During early development many neurons form synapses exuberantly, which are later refined during precise time windows often referred to as critical periods. Dynamic synapse formation and elimination occurs during these critical periods in an activity-dependent manner. The DD GABAergic motor neurons provide a model to study a developmentally programmed form of synaptic remodeling (1, 2). The DD neurons are born in the embryo and initially form neuromuscular junctions (NMJs) with ventral body muscles. At the end of the L1, the ventral DD NMJs are eliminated and dorsal NMJs are formed. In contrast, the VD neurons, GABAergic motor neurons born post-embryonically, do not undergo this remodeling process. VD-specific expression of the UNC-55 transcription factor is responsible for inhibiting synapse remodeling, as
unc-55 mutants undergo ectopic VD remodeling. Therefore, among the genes that are regulated by UNC-55, we expect to find some that are required for synapse remodeling. We show that UNC-55 represses expression of the hunchback-like transcription factor HBL-1 in the VD neurons, and that
hbl-1 is required for ectopic VD remodeling in
unc-55 mutants. Moreover, HBL-1 also promotes the normal remodeling of DD synapses, as
hbl-1 mutants exhibit significant delays in the timing of DD synapse remodeling.

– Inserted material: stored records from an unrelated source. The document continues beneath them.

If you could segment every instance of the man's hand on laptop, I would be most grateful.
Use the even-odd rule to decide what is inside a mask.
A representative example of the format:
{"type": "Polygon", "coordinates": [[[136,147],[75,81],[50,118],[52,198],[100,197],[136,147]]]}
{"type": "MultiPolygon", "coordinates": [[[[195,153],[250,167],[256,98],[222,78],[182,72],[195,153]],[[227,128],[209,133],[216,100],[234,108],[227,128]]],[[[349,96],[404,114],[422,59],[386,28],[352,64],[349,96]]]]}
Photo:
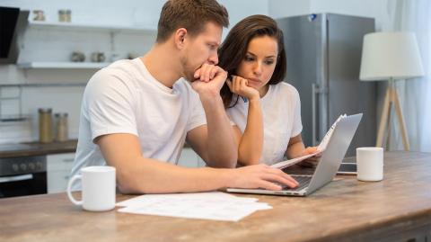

hbl-1 is negatively regulated by the
let-7 family of microRNAs: animals lacking these microRNAs express greater levels of
hbl-1 and undergo DD synaptic remodeling precociously. Similarly, mutations that enhance synaptic transmission, and which consequently increase overall neuronal network activity, have increased
hbl-1 expression and precocious DD remodeling. Together, our data suggest that
hbl-1 is an important regulator of the critical period of synapse remodeling. The timing of DD remodeling is controlled by pathways regulating HBL-1 expression. These results may provide a genetic model for how the critical period of a specific form of synaptic remodeling is determined. 1. White, J. G., Albertson, D. G. & Anness, M. A. R. (1976) Nature 271, 764-766. 2. Hallam, S. J. & Jin, Y. (1998) Nature 395, 78-82.